My world that's so out of control in its contained and so heavily maintained state.
Needing to break out...I realize I have to stay.
Needing to be free...I realize I have only one option.
Needing to need nothing...
I realize I need to live...not just get by anymore.

Sunday, June 19, 2005

What's Your Favorite Color?...Mine?...Him. (Cheesy, I know)
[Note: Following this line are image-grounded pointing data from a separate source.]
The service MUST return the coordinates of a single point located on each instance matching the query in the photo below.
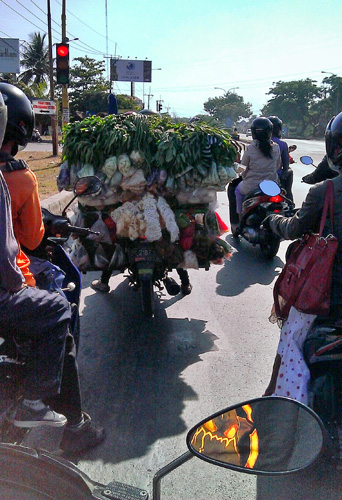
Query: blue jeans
(37, 321)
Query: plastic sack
(76, 218)
(100, 259)
(86, 170)
(186, 237)
(79, 256)
(190, 260)
(100, 227)
(118, 260)
(63, 179)
(196, 196)
(48, 276)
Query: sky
(198, 45)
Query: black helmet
(333, 142)
(277, 125)
(3, 118)
(20, 116)
(261, 129)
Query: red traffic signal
(62, 50)
(62, 63)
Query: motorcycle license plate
(143, 254)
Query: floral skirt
(293, 375)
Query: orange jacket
(27, 216)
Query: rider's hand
(266, 224)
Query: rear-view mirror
(271, 435)
(87, 186)
(270, 188)
(307, 160)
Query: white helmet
(3, 118)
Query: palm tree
(36, 60)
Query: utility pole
(65, 98)
(149, 95)
(54, 118)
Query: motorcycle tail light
(276, 199)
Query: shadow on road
(246, 268)
(318, 483)
(131, 370)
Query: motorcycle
(266, 200)
(147, 263)
(36, 137)
(265, 436)
(65, 279)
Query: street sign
(9, 55)
(127, 70)
(41, 107)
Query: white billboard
(130, 70)
(41, 107)
(9, 55)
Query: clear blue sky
(199, 44)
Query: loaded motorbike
(147, 262)
(268, 199)
(54, 271)
(36, 137)
(265, 436)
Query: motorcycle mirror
(269, 435)
(307, 160)
(270, 188)
(87, 185)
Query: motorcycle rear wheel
(270, 250)
(147, 297)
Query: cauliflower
(168, 217)
(124, 166)
(136, 159)
(109, 168)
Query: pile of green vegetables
(161, 143)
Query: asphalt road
(149, 381)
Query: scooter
(266, 200)
(264, 436)
(36, 137)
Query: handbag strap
(328, 205)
Like a 6:54 evening sky, it's weird, but...you frighten me.
Maybe it's your seemingly soft orange,
floating,
above your shy yet daring purple, slowly crawling over the East River.
Paralyzing my mind through this heaven-like event,
you've engaged me.
I want to take your oranges, your purples and your periwinkle blues too,
just to go crazy with my 1 inch brush and a canvas,
forget that, just hand me a box of crayolas and a white washed wall.
As long as I can have your colors, your soul, your song...the rhythm of your heart beat will do...
I can create...
a new world,
the never ending story,
that will make all of mankind stop at approximately 6:54 pm (in every time zone of course)
To share in my moment of solace and experience their soul being haunted,
by seeing you...
my heaven
my god
my love
my guy
my muse.

Thursday, June 16, 2005

Closer to You

I crave...to hold you.
You?
I don't really know who you are, or if you exist...God dammit, I hope you do.(my little moment of despair)
But I do want to touch you.
Every inch, half an inch at a time.
Ok, maybe I don't want to touch every crevasse, but I do want to feel all of you.
I want your joy.
I want all the sadness housed in your heart to radiate and heat my body.
And inevitably pour out as sweat through every pore on my skin,
trickling down my simply brown thigh...
that's you...craving to hold me.

Wednesday, June 15, 2005

Touching the Hand of God...really?

In a daydream (I have many during the course of a day), in a daydream I saw myself walking.
Just walking, I don't know where and I don't know where to.
I was just walking, as if I was cruisin in my very own candy-apple-martini-green caddy.
Damn I wish I had a cadillac...but anyway I was just walking,
a road I have never seen before, maybe one set in the country like on tv...it's for damn sure this city girl doesn't see dirt roads that often...(and not dirt as in mcdonald containers and am newspapers, I see plenty of those)
I saw myself walking alone but it didn't seem to be that I was.
Now, my half catholic, half atheist self did not believe that I was walking with god or jesus or something, but I know for sure in this mental episode or maybe during the development of a brain aneurysm (by the way I'm extremely paranoid) I was not alone despite their being no other character in this story but myself.
At one point in this b.s., my arm was raised,
then i started to feel myself being pulled up, just as my arm was.
No expression of resistance could be depicted on my face, but I knew that I was trying to stay down, down on this incomprehensible road.
Why?
...man, I just do not...
First guess, I think my cousin is right...I am the devil's lovechild!!!?!

Tuesday, June 14, 2005

Filthy...

The residue of love shadowed the tear drop that rolled down her face.
Too much in awe to wipe it off or maybe just too scared that it would never returned...
she continued to cry.
To weep for a man who lifted her up...
just to quickly hide the dirt that developed after an impromptu dusting of his heart.
This chore, only accomplished because he met someone...else.
Not prettier or smarter or funnier - just newer.
Not stained...by his needs of course.
Not polluted...by his mental, no, soul abuse.
Not contaminated...by his seed, one that will flourish, to further besmirch the other half of the human race.
Not filthy...like how he leaves them all.